(1.) This Second Appeal is preferred by the plaintiff against the Decree and Judgment of the learned Subordinate Judge of Erode in A.S. No. 8 of 1957 in so far as they are against him. The suit was to recover a certain sum of money due under a promissory note Exhibit A-1, dated 16th March, 1952 and executed by the first defendant. The second defendant is the daughter of the first defendant and had in her favour a deed of surrender Exhibit B-i, dated 22nd April, 1954 and executed by her mother, in respect of certain properties which the first defendant was in possession of as the widow of her husband and certain other properties which belonged to the first defendant as her stridhana properties. The first defendant denied the execution of the promissory note and also the consideration therefor. The defence of the second defendant was that the suit being on a promissory note, she was not a proper party to the suit and that in any case she could not be made liable for the debt due under the suit promissory note. As against this plea the case for the plaintiff was that the second defendant was in the nature of an universal donee and that, therefore, she would be liable for the debts of the first defendant.

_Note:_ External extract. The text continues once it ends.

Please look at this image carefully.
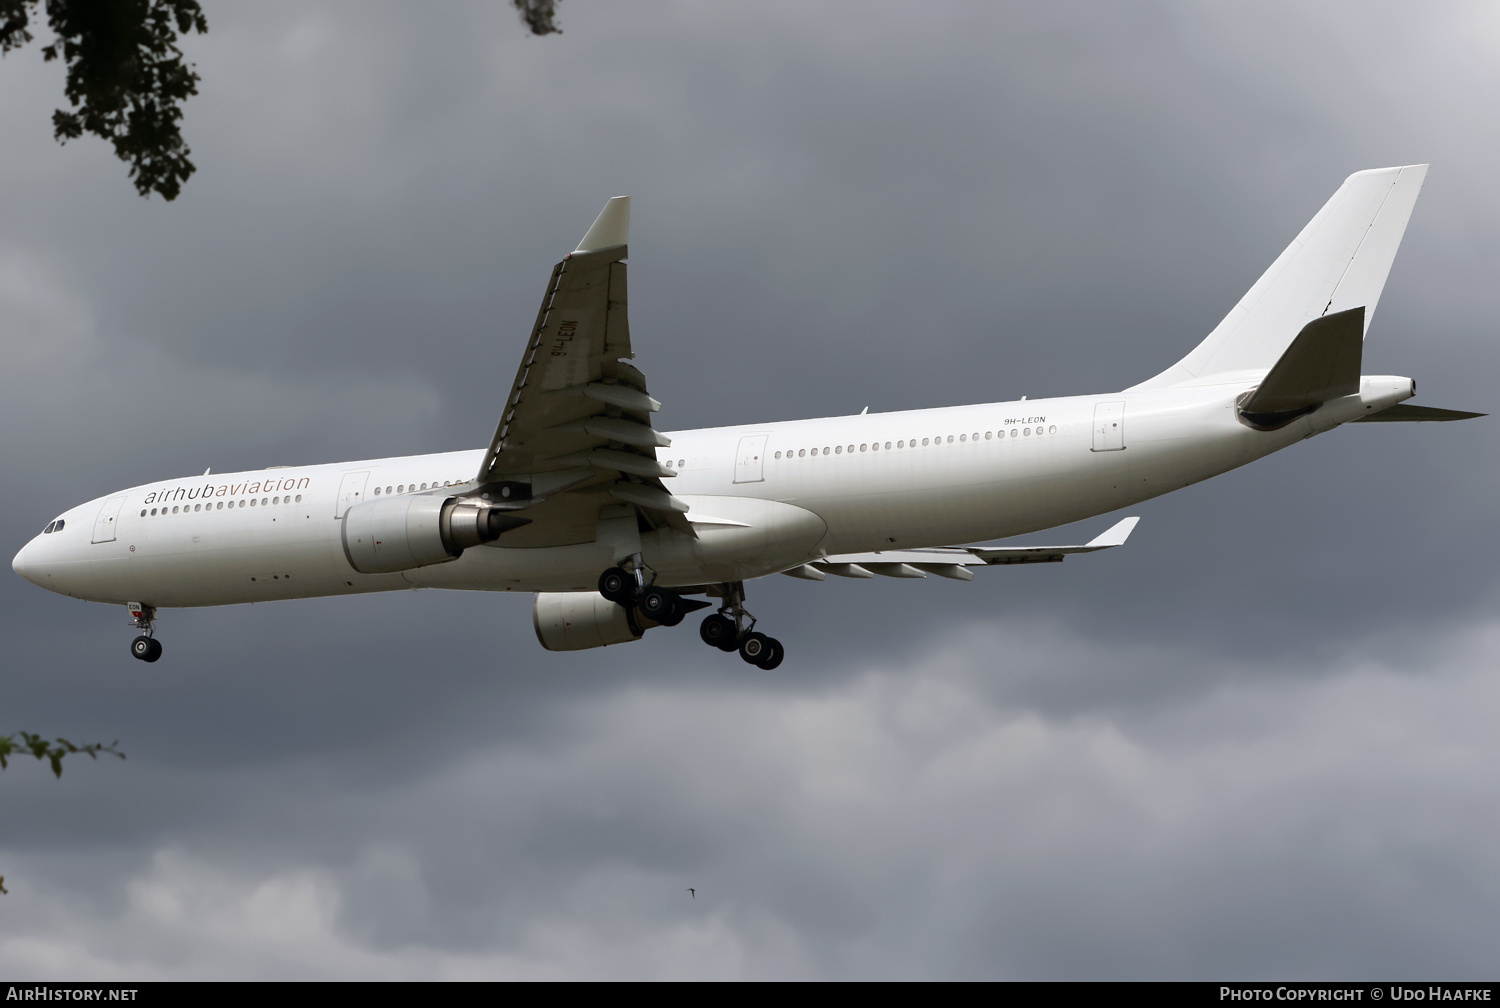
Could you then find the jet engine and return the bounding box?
[341,495,522,574]
[533,591,647,651]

(2.) Both the lower Courts found that the suit promissory note was executed by the first defendant and that it was supported by consideration. The trial Court further found that the second defendant was an universal donee and as such was liable to pay the suit debt to the extent of Ammapalayam lands in her hands, which constituted the stridhana properties of the first defendant. On appeal the learned Subordinate Judge considered that the second defendant was not an universal donee and that, therefore, no decree could be passed against her in the suit. The aggrieved plaintiff has preferred this Second Appeal.

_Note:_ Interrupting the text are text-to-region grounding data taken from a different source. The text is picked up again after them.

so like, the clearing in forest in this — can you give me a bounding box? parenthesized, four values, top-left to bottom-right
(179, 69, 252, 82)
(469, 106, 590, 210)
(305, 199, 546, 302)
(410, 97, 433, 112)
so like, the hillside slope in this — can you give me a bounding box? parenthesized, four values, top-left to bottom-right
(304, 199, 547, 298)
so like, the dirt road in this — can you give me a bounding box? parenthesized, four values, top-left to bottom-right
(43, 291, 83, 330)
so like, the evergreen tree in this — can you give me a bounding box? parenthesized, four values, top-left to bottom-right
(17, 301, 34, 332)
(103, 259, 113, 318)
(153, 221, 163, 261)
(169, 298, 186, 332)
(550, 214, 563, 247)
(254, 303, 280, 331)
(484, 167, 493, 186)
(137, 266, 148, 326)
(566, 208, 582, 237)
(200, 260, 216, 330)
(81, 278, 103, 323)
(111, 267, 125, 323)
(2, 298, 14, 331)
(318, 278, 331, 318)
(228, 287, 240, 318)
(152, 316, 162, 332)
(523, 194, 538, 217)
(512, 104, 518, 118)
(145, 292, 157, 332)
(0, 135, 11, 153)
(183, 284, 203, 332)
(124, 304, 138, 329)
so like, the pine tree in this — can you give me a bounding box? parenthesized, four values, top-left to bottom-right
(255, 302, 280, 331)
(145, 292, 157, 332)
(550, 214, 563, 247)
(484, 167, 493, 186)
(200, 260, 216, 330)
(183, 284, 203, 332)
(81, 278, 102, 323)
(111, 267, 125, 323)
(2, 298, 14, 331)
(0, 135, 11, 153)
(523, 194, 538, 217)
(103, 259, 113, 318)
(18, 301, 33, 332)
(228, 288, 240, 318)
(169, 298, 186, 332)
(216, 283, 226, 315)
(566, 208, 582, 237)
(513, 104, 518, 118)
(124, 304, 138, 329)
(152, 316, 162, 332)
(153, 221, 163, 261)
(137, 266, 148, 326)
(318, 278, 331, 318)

(3.) Before me, the learned Counsel for the appellant urged that the lower appellate Court went wrong in its view that the second defendant is not an universal donee. The ground on which the lower appellate Court held that the second defendant was not an universal donee was this. The properties involved in Exhibit B-1 consisted of the first defendant's widow's estate and of the Ammapalayam lands which were her stridhana properties. Exhibit B-1 purported to be a surrender in favour of the second defendant of the said properties. So far as the surrender of the widow's estate by the first defendant to the second defendant is concerned, it cannot be regarded as a transfer or a conveyance of the widow's estate; it could not therefore be said that there was any gift in favour of the second defendant as regards the widow's estate. In this view the learned Subordinate Judge thought that since there was no gift in favour of the second defendant of the whole of the donor's properties including the widow's estate, Exhibit B-1 did not constitute the second defendant as an, universal donee. The learned Counsel for the appellant attacks this view of the lower appellate Court on the ground that it is wrong to say that the first defendant was the owner of those properties which she was in possession of in her capacity as the widow of her husband. He contends that the property inherited by the first defendant from her husband cannot be said to be property which, she owns and. that, therefore, such property would not come within the scope of the words "the donor's whole property" in Section 128 of the Transfer of Property Act. If this contention is. accepted, it would of course follow that the second defendant is an universal donee, inasmuch as there was a gift by the first defendant of her entire stridhana properties, viz., Ammapalayam lands in favour of the second defendant. But it seems to me that the contention of the learned Counsel that the widow is not the owner of the properties which she inherited from her husband is unsound.